Em tal contexto, faz-se imperativo que o presente recurso seja afetado a fim de que, em seu julgamento, se possa reafirmar de forma vinculante a tradicional corrente jurisprudencial representada pela Súmula nº 384, II.
Feitos tais registros, verifica-se que o representativo definido para alçar o tema a debate foi interposto em face de acórdão do Tribunal Regional do Trabalho da 12ª Região que, adotando entendimento conforme aquele deste C. Tribunal Superior do Trabalho, manteve a condenação, à luz da Súmula nº 384, II, do TST, entendendo que não há falar em exclusão da multa prevista em cláusula normativa, sem prejuízo da multa prevista no art. 477 da CLT.
Tendo em vista que a jurisprudência pacífica desta Corte, objeto de Súmula, enfrenta desnecessária e renitente recorribilidade, forçoso admitir a afetação do presente Incidente de Recurso de Revista, para reafirmação da jurisprudência, nos termos do § 5º do art. 132-A do Regimento Interno do TST, o qual autoriza que “o julgamento de mérito do incidente de recurso repetitivo, no caso de mera reafirmação de jurisprudência dominante da Corte, também será realizado por meio do Plenário Eletrônico, na mesma sessão virtual que decide sobre a proposta de afetação .”
A atuação qualificada e célere do Tribunal Superior do Trabalho sob o rito dos recursos repetitivos converge para sua finalidade precípua como Corte de precedentes – ainda com mais razão nestes casos em que já produziu jurisprudência pacificada sobre a matéria, bastando que haja sua reafirmação sob rito destinado à conversão em precedente obrigatório, de modo a evitar o inchaço do sistema recursal e o desnecessário prolongamento das lides.
Assim, do julgamento do caso concreto afetado, extrai-se a reafirmação da mesma ratio decidendi que permeou os precedentes que originaram a Súmula nº 384, II, firmando-se a tese jurídica do presente incidente de recursos repetitivos nos mesmos termos , a saber:
É aplicável multa prevista em instrumento normativo (sentença normativa, convenção ou acordo coletivo) em caso de descumprimento de obrigação prevista em lei, mesmo que a norma coletiva seja mera repetição de texto legal.
No caso em exame, o recurso de revista de que trata o tema afetado como representativo de controvérsia não merece ser conhecido, por incidência da tese ora fixada.

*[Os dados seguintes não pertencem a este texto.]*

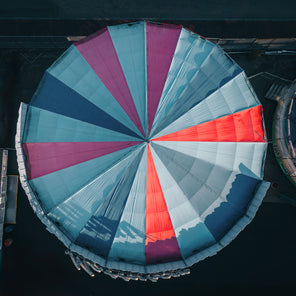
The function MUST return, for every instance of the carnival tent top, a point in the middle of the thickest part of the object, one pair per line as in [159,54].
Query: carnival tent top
[142,150]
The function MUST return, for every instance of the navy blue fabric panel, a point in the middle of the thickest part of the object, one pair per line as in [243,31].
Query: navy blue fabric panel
[55,96]
[241,192]
[99,232]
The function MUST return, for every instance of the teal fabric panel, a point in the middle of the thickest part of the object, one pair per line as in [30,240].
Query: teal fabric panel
[216,70]
[54,188]
[129,43]
[234,96]
[98,233]
[46,126]
[73,213]
[73,70]
[206,185]
[190,53]
[229,155]
[129,241]
[191,233]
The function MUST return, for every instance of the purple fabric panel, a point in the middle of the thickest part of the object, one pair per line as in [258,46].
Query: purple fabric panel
[99,52]
[162,251]
[46,158]
[161,44]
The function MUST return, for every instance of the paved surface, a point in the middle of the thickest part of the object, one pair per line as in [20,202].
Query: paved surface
[260,261]
[166,9]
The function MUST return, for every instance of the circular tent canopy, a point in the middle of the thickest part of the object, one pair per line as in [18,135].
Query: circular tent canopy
[142,150]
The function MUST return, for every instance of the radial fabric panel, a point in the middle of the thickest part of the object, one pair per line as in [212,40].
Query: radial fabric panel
[144,146]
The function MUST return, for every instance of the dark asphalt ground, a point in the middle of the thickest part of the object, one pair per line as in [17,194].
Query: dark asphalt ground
[165,9]
[260,261]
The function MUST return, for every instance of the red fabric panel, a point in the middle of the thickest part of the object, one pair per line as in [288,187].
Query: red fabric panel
[160,242]
[161,44]
[243,126]
[98,50]
[46,158]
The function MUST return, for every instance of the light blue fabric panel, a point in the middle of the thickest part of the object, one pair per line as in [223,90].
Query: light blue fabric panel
[129,43]
[56,187]
[46,126]
[190,53]
[73,70]
[129,241]
[216,70]
[98,233]
[192,235]
[233,156]
[208,187]
[233,96]
[77,209]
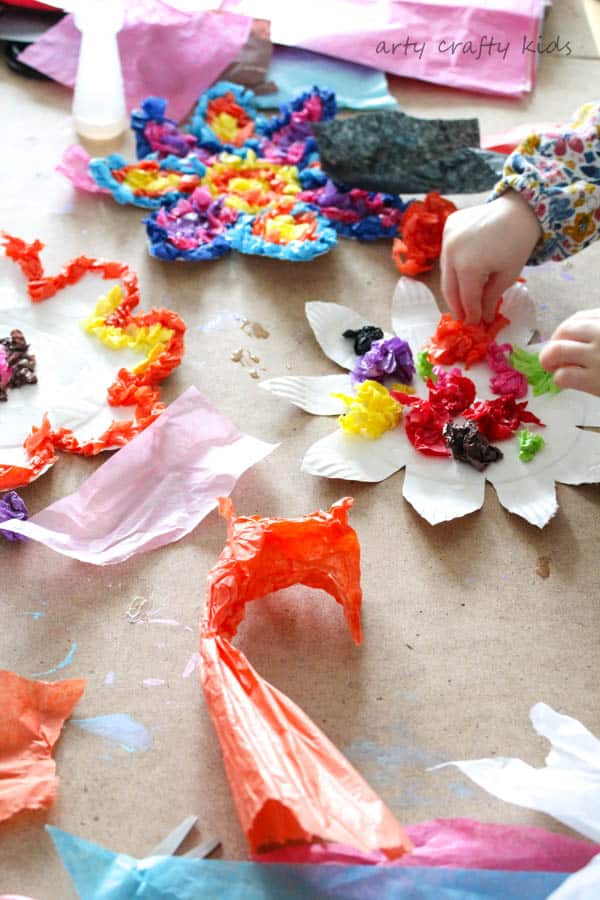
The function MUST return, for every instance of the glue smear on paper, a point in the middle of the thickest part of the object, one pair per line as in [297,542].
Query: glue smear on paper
[120,728]
[61,665]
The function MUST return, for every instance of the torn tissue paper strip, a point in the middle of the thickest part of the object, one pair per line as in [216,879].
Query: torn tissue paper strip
[568,787]
[152,492]
[100,874]
[487,46]
[290,783]
[154,31]
[31,719]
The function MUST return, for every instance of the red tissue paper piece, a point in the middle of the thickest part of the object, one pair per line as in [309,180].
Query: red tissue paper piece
[421,229]
[455,341]
[139,390]
[425,420]
[33,713]
[499,418]
[290,783]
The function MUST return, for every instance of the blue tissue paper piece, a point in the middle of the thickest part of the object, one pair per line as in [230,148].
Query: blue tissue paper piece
[356,87]
[100,874]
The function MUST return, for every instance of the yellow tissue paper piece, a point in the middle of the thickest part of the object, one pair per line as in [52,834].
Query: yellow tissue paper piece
[149,340]
[150,182]
[371,413]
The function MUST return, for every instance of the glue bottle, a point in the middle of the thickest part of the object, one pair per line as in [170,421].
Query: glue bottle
[99,111]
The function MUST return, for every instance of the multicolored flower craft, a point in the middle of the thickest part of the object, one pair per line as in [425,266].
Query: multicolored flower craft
[248,163]
[111,400]
[443,427]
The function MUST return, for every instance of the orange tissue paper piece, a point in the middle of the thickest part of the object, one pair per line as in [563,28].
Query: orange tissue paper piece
[290,783]
[455,341]
[421,229]
[32,714]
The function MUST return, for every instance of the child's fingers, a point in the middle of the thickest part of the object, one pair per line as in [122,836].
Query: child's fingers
[557,354]
[471,285]
[577,379]
[576,328]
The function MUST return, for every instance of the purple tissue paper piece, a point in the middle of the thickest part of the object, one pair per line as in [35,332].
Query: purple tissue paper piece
[386,358]
[12,507]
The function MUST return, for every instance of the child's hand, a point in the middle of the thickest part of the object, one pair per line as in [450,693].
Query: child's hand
[573,352]
[483,252]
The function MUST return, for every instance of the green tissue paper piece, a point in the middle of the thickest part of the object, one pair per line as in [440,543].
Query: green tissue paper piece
[529,364]
[424,366]
[529,445]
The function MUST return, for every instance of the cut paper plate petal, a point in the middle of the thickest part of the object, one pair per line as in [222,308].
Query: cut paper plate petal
[415,313]
[340,455]
[312,394]
[154,491]
[567,787]
[328,322]
[440,490]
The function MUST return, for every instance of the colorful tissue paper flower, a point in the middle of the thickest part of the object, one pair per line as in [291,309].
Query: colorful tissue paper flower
[468,445]
[371,413]
[147,183]
[507,380]
[155,133]
[33,713]
[387,358]
[530,444]
[250,184]
[353,212]
[289,782]
[421,229]
[193,228]
[288,137]
[285,230]
[12,507]
[455,341]
[224,117]
[79,414]
[499,418]
[529,364]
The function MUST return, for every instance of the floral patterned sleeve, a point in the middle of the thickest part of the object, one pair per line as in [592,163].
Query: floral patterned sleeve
[560,179]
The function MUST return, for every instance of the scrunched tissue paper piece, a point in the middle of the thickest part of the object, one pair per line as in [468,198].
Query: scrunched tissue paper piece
[32,714]
[155,490]
[290,783]
[100,874]
[568,787]
[12,507]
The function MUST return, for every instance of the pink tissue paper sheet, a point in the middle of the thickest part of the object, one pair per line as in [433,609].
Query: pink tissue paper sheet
[164,52]
[153,491]
[459,843]
[388,36]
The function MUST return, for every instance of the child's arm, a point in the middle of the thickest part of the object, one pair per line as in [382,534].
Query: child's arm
[549,208]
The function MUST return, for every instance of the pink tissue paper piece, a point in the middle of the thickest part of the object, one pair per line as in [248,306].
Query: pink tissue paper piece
[164,52]
[74,166]
[459,843]
[445,43]
[153,491]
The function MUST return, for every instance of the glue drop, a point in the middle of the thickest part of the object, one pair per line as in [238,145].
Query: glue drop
[99,103]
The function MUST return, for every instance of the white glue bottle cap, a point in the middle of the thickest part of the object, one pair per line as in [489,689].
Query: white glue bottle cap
[99,111]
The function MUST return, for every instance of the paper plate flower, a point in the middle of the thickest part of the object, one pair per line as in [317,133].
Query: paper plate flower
[224,117]
[193,228]
[421,229]
[98,364]
[353,212]
[286,230]
[441,487]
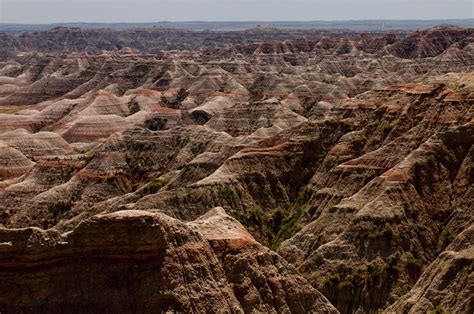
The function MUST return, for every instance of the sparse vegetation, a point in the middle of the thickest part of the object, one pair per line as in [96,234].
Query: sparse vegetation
[133,107]
[446,237]
[227,194]
[386,128]
[330,162]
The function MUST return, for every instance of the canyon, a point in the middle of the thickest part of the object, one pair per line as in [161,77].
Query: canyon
[265,170]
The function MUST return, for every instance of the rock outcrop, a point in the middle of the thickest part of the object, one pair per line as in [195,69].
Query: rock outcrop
[133,261]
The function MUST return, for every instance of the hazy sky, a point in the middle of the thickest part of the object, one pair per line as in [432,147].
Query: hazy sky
[51,11]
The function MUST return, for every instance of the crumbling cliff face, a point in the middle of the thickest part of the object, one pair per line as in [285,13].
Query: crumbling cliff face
[323,175]
[138,261]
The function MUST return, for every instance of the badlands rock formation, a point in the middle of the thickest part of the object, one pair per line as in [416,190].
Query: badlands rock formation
[257,171]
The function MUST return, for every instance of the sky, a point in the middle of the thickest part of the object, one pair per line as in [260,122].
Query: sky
[112,11]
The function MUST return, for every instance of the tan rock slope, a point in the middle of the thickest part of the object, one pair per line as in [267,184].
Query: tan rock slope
[343,161]
[148,262]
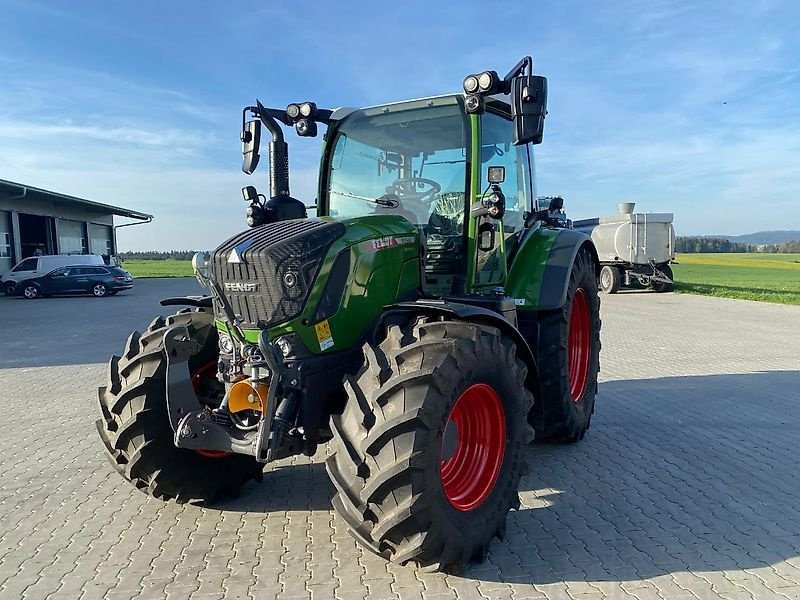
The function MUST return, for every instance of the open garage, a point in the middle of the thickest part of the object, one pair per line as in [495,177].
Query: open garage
[35,221]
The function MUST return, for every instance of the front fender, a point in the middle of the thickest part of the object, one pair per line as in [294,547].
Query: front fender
[476,314]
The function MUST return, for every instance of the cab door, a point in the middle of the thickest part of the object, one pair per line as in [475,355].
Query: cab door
[494,238]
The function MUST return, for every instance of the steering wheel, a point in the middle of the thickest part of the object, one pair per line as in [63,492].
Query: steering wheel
[407,188]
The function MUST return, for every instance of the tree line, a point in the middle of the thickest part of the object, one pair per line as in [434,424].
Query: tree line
[695,244]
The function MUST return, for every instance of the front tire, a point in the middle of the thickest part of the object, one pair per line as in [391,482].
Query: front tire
[134,424]
[427,451]
[569,357]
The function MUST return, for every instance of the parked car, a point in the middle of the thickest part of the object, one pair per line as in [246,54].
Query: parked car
[77,279]
[36,266]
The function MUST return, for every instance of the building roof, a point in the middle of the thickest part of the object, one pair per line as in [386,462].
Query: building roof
[11,190]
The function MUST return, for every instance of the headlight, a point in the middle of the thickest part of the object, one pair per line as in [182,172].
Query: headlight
[485,81]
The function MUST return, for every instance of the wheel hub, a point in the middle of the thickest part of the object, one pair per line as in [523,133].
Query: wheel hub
[473,445]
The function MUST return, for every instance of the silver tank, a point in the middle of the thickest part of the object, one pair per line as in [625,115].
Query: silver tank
[630,237]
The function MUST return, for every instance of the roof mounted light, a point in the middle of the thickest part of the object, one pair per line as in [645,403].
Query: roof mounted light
[293,111]
[307,109]
[471,84]
[488,82]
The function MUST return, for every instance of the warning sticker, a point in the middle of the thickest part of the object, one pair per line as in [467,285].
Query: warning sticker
[324,336]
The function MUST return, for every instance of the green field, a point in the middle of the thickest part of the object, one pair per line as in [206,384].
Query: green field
[158,268]
[764,277]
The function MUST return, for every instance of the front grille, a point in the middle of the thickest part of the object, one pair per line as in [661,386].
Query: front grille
[280,262]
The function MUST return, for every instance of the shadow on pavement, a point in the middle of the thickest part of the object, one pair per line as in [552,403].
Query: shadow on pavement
[676,474]
[284,488]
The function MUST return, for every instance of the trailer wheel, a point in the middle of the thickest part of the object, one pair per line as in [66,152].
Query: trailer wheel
[427,451]
[610,279]
[569,358]
[660,286]
[134,424]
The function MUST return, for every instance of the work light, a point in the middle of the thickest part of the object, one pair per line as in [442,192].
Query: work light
[488,82]
[293,111]
[307,109]
[471,84]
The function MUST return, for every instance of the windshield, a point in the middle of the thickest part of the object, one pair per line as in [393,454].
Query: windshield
[399,159]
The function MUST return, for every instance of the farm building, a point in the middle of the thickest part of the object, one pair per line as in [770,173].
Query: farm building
[36,221]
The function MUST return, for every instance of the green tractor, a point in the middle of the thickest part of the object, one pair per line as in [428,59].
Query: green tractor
[429,322]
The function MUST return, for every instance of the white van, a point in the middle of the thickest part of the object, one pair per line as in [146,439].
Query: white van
[36,266]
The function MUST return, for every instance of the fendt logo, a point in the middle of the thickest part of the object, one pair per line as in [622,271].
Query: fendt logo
[239,286]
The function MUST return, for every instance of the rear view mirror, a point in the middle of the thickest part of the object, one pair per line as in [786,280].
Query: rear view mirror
[485,237]
[251,140]
[528,108]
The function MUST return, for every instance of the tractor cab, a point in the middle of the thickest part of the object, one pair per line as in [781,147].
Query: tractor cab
[415,160]
[458,167]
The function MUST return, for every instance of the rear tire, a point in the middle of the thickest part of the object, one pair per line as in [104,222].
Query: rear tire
[405,483]
[660,286]
[610,279]
[134,424]
[569,358]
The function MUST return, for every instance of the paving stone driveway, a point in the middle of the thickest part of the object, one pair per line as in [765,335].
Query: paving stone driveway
[687,484]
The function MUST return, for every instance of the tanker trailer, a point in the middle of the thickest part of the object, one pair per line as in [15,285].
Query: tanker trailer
[632,247]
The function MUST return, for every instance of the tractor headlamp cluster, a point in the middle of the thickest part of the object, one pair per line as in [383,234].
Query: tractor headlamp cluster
[303,116]
[479,85]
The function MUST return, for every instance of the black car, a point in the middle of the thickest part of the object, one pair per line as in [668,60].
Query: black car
[80,279]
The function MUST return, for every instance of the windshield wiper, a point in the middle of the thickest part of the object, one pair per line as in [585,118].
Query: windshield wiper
[386,200]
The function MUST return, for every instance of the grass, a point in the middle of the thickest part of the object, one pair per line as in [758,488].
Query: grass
[762,277]
[158,268]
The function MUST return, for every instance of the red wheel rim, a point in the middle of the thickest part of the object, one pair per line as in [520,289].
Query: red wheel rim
[200,379]
[473,445]
[579,345]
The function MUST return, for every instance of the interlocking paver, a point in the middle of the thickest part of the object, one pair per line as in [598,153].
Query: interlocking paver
[685,487]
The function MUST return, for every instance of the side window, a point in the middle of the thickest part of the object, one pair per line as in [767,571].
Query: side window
[29,264]
[498,151]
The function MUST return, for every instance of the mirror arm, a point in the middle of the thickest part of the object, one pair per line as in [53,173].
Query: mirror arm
[267,118]
[524,66]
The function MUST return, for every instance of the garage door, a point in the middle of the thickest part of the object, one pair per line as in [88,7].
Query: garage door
[71,237]
[5,242]
[100,237]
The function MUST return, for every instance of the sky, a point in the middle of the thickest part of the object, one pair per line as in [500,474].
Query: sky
[684,107]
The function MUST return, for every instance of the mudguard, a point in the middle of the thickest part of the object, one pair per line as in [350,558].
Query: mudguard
[476,314]
[538,277]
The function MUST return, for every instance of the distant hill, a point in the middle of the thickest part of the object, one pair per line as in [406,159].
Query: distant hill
[762,237]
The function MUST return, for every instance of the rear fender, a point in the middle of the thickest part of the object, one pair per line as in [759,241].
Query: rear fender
[539,275]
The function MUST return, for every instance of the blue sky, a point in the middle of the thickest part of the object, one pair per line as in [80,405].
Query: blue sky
[684,107]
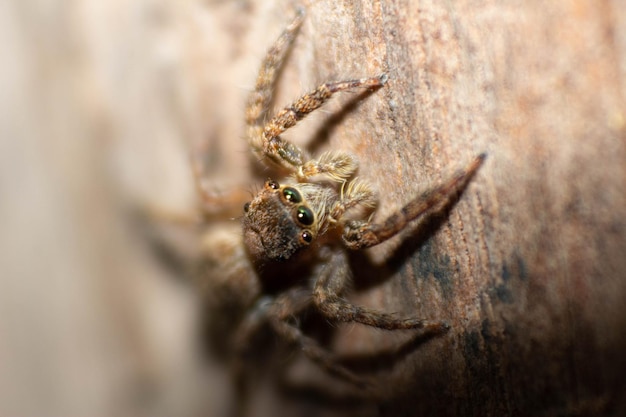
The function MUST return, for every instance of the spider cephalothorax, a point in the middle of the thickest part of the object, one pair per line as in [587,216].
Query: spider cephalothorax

Não havendo temas remanescentes, prossiga-se com a regular tramitação do feito.
ISTO POSTO
ACORDAM os Ministros do Tribunal Pleno do Tribunal Superior do Trabalho, por unanimidade: I – Acolher a proposta de afetação do incidente de recurso de revista, para reafirmar a jurisprudência deste Tribunal, quanto à matéria, fixando a seguinte tese obrigatória para o presente Incidente de Recursos Repetitivos: É aplicável multa prevista em instrumento normativo (sentença normativa, convenção ou acordo coletivo) em caso de descumprimento de obrigação prevista em lei, mesmo que a norma coletiva seja mera repetição de texto legal. II – Não conhecer do recurso de revista no tema objeto do representativo, por incidência da tese ora fixada. III – Determinar o regular prosseguimento do feito, diante da ausência de temas remanescentes.